Elle décacheta vivement la lettre, l'ouvrit et lut (elle savait lire):
«Ô nos amantes!
«Sachez que nous avons des parents. Des parents, vous ne connaissez pas beaucoup ça. Ça s'appelle des pères et mères dans le code civil, puéril et honnête. Or, ces parents gémissent, ces vieillards nous réclament, ces bons hommes et ces bonnes femmes nous appellent enfants prodigues, ils souhaitent nos retours, et nous offrent de tuer des veaux. Nous leur obéissons, étant vertueux. À l'heure où vous lirez ceci, cinq chevaux fougueux nous rapporteront à nos papas et à nos mamans. Nous fichons le camp, comme dit Bossuet. Nous partons, nous sommes partis. Nous fuyons dans les bras de Laffitte et sur les ailes de Caillard. La diligence de Toulouse nous arrache à l'abîme, et l'abîme c'est vous, ô nos belles petites! Nous rentrons dans la société, dans le devoir et dans l'ordre, au grand trot, à raison de trois lieues à l'heure. Il importe à la patrie que nous soyons, comme tout le monde, préfets, pères de famille, gardes champêtres et conseillers d'État. Vénérez-nous. Nous nous sacrifions. Pleurez-nous rapidement et remplacez-nous vite.

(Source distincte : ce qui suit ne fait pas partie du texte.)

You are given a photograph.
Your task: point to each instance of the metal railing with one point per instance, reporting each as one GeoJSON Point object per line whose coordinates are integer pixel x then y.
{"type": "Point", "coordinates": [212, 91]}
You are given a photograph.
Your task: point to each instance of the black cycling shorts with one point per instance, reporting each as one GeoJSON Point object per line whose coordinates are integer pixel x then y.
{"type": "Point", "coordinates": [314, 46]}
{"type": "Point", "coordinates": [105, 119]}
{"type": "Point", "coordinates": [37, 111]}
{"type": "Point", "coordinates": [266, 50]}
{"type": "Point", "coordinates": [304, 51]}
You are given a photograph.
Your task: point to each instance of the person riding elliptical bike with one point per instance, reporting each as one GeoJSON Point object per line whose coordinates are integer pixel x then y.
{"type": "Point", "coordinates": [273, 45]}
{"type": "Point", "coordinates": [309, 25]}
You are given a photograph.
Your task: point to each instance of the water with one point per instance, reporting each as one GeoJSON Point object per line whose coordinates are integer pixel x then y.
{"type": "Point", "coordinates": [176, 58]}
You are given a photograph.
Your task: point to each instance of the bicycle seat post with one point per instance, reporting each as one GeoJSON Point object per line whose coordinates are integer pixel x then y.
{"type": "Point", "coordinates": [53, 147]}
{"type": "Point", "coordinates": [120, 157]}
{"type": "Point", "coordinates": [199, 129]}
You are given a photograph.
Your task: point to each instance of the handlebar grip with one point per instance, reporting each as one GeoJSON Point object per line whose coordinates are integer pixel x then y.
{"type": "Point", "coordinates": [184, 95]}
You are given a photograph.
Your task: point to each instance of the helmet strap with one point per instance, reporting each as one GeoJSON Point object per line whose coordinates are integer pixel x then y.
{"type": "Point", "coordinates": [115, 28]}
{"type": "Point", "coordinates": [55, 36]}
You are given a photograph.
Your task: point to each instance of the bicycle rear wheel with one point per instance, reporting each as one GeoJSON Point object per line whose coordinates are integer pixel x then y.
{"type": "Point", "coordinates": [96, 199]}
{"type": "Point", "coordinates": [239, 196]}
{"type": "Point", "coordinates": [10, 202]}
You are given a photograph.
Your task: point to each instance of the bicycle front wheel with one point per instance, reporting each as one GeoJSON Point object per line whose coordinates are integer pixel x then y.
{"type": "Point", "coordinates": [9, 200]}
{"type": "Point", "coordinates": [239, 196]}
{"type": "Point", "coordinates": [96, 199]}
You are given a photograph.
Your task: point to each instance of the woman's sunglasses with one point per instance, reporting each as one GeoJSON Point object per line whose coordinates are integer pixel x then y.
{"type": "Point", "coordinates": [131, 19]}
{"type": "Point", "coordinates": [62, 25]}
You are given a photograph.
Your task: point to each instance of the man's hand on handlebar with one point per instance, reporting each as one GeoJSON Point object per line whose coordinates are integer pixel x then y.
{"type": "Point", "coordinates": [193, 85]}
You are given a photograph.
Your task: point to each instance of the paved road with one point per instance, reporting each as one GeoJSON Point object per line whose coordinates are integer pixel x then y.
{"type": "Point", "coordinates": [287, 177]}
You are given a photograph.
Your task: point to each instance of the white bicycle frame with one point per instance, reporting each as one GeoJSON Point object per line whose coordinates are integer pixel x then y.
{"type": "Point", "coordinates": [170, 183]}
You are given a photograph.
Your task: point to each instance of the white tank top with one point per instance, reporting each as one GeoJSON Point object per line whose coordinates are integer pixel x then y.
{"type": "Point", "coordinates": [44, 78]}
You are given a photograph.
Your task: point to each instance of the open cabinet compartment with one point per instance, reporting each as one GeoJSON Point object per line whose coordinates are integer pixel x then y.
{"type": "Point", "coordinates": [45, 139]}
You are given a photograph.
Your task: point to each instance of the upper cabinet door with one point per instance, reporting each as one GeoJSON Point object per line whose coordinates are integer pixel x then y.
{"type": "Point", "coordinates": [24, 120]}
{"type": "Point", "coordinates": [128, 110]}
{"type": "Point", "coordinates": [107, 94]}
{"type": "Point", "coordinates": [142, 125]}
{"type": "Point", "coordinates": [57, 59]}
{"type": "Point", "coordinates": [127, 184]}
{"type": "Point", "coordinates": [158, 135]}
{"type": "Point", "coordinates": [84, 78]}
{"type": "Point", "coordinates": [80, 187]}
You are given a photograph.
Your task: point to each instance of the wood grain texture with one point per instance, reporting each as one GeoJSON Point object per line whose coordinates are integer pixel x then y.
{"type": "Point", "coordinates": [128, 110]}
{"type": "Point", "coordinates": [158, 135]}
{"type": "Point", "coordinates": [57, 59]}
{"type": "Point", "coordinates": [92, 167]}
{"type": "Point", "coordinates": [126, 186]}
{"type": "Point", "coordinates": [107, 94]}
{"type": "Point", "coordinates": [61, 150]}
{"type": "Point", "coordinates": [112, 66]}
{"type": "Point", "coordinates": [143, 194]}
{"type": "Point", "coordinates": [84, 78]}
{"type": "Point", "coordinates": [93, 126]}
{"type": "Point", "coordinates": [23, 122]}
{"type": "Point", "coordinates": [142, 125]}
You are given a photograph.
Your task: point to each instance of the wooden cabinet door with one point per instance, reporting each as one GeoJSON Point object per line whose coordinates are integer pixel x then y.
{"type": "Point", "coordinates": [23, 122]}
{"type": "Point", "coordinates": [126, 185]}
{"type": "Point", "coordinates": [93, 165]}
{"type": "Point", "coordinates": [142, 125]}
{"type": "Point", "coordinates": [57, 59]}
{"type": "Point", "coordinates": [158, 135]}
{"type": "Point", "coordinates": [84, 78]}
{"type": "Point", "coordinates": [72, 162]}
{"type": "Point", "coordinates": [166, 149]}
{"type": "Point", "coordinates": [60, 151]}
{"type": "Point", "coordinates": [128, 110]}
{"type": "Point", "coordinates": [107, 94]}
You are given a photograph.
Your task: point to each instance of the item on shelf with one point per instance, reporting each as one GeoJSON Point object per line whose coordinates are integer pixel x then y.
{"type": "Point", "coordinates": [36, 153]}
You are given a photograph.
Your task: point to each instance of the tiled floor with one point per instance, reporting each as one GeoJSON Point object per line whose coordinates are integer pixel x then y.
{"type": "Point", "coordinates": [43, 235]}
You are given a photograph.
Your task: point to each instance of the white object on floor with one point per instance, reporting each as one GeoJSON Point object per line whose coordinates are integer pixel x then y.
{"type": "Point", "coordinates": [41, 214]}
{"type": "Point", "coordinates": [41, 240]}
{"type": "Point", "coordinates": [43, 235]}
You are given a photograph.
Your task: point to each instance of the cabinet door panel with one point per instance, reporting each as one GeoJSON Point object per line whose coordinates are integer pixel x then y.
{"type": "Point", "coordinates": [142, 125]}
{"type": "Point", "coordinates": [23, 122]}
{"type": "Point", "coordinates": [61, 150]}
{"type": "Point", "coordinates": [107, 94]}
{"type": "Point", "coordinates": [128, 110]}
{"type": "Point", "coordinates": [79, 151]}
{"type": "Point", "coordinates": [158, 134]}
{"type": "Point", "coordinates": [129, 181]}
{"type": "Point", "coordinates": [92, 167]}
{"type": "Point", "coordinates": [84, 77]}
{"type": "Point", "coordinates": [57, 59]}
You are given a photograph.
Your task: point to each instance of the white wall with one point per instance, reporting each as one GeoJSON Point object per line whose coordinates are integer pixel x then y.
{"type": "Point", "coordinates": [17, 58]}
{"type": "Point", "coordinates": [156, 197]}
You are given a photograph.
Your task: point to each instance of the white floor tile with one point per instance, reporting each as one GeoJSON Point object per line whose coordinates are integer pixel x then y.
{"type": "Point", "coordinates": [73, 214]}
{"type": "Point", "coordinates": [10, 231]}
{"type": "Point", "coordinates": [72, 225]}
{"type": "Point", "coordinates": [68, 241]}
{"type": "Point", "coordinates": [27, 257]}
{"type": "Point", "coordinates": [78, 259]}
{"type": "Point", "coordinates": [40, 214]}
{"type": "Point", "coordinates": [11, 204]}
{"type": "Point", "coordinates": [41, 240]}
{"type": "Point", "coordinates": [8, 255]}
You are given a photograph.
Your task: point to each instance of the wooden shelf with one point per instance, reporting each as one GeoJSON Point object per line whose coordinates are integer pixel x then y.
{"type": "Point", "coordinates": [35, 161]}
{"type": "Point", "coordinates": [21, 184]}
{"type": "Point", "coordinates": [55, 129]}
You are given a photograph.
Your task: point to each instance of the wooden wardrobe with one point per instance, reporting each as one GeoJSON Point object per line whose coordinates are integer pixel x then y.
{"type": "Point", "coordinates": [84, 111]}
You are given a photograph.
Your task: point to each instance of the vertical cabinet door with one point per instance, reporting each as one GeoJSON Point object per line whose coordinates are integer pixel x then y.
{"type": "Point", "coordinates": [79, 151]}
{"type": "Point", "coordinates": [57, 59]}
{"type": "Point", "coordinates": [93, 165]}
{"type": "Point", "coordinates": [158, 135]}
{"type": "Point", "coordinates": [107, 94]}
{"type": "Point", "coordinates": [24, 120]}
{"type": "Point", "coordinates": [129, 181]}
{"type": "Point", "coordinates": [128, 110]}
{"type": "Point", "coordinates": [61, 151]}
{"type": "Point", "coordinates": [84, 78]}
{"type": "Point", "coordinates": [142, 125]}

Si cette lettre vous déchire, rendez-le-lui. Adieu.
«Pendant près de deux ans, nous vous avons rendues heureuses. Ne nous en gardez pas rancune.
«Signé: Blachevelle.
«Fameuil.
«Listolier.
«Félix Tholomyès
«Post-scriptum. Le dîner est payé.»
Les quatre jeunes filles se regardèrent.
Favourite rompit la première le silence.
– Eh bien! s'écria-t-elle, c'est tout de même une bonne farce.
– C'est très drôle, dit Zéphine.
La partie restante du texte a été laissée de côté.